It isn't meaningful to run PCA on a univariate time series (or, more generally, a single vector). To run PCA on time series data, you'd need to have either a multivariate time series, or multiple univariate time series. There are ways to transform a univariate time series into a multivariate one (e.g. wavelet or time-frequency transforms, time delay embeddings, etc.). For example, the spectrogram of a univariate time series gives you the power at each frequency, for each moment in time.

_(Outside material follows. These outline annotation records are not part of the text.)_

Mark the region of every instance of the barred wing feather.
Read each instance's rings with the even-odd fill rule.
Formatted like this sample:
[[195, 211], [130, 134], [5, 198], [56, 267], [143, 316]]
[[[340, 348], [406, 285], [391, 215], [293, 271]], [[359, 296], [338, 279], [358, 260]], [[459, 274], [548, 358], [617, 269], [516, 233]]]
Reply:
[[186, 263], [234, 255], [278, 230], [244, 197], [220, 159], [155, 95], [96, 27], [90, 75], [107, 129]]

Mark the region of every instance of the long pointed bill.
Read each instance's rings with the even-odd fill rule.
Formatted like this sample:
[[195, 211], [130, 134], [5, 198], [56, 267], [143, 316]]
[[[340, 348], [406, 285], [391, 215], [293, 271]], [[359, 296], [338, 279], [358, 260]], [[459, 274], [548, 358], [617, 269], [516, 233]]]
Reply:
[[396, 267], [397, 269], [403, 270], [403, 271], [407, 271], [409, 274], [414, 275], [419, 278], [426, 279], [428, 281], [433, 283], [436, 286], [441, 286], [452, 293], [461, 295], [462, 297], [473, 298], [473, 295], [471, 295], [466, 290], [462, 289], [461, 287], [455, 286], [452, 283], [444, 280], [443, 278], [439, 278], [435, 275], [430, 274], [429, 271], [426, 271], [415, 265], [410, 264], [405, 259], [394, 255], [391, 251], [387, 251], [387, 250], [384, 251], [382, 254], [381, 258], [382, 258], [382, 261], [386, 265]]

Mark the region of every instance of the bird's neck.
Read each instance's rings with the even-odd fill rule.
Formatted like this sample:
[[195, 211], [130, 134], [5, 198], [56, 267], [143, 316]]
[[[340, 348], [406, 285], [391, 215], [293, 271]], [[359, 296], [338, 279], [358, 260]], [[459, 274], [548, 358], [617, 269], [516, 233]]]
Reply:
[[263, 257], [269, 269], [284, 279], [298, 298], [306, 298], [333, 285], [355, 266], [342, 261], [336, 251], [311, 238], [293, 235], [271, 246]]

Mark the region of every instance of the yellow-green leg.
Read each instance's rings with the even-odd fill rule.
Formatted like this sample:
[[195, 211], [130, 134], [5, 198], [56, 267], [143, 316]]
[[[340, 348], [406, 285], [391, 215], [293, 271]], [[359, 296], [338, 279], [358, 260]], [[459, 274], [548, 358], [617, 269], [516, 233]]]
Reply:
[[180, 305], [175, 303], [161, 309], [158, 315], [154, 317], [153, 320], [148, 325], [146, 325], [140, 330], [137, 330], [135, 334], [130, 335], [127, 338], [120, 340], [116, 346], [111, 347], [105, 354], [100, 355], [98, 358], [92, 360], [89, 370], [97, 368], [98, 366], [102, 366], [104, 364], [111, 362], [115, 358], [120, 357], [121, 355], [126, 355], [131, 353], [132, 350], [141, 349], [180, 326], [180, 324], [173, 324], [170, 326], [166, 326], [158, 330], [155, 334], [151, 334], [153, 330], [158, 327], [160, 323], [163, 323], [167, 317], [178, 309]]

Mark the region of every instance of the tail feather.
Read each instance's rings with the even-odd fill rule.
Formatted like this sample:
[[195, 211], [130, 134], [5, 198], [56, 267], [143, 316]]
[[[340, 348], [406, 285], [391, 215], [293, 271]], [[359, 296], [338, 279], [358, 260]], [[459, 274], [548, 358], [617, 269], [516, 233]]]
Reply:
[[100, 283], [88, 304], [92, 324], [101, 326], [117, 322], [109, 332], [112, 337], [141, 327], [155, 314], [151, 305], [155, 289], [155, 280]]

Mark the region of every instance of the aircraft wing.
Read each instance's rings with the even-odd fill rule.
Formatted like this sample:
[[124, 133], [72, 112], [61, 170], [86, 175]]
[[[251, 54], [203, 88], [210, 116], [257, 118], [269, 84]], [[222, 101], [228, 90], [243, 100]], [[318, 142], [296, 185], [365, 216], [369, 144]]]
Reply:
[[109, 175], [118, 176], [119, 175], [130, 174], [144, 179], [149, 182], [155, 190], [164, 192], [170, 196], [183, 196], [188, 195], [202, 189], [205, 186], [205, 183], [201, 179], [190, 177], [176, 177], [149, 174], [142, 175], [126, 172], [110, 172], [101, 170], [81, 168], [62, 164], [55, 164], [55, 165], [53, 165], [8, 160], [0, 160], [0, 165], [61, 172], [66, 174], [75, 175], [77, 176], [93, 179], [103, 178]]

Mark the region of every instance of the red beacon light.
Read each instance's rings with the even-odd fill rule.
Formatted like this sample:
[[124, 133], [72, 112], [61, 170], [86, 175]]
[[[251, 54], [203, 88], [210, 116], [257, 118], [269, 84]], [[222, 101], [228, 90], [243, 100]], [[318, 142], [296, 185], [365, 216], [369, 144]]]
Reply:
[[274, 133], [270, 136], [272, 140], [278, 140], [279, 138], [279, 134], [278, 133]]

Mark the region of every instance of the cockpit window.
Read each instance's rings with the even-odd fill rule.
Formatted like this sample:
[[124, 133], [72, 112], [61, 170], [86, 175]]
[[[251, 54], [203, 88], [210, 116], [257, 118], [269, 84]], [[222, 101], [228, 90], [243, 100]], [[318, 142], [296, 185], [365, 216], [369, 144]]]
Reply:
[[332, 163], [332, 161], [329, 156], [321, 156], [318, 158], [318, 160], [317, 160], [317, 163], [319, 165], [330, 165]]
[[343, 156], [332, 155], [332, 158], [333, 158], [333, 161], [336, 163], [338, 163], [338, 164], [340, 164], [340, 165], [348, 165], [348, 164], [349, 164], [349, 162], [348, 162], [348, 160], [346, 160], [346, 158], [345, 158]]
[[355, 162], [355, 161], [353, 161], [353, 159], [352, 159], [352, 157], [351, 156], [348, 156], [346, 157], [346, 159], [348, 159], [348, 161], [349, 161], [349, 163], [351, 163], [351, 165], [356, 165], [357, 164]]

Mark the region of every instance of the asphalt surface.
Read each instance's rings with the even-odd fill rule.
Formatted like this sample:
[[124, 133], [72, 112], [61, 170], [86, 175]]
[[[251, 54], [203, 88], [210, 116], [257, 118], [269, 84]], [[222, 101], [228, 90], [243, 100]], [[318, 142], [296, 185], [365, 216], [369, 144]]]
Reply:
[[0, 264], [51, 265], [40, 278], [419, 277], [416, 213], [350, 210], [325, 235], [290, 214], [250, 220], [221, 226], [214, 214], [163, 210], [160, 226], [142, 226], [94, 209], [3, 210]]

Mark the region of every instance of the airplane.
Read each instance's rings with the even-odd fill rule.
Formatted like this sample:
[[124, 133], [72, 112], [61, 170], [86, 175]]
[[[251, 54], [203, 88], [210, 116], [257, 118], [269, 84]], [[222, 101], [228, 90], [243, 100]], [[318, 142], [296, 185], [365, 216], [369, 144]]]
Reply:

Say we have a multivariate time series with $p$ dimensions/variables. Or, we might have a set of $p$ univariate time series, where each time point has some common meaning across time series (e.g. time relative to some event). In both cases, there are $n$ time points. There are a couple ways to run PCA:
Consider each time point to be an observation. Dimensions correspond to variables of the multivariate time series, or to the different univariate time series. So, there are $n$ points in a $p$ dimensional space. In this case, eigenvectors correspond to instantaneous patterns across the dimensions/time series. At each moment in time, we represent the amplitude across dimensions/time series as a linear combination of these patterns.
Consider each variable of the multivariate time series (or each univariate time series) to be an observation. Dimensions correspond to time points. So, there are $p$ points in an $n$-dimensional space. In this case, the eigenvectors correspond to temporal basis functions, and we're representing each time series as a linear combination of these basis functions.
Given the above, it's apparent why PCA doesn't make sense for a single univariate time series. Either you have $n$ observations and 1 dimension (in which case there's nothing for PCA to do), or you have a single observation with $n$ dimensions (in which case the problem is completely underdetermined and all solutions are equivalent).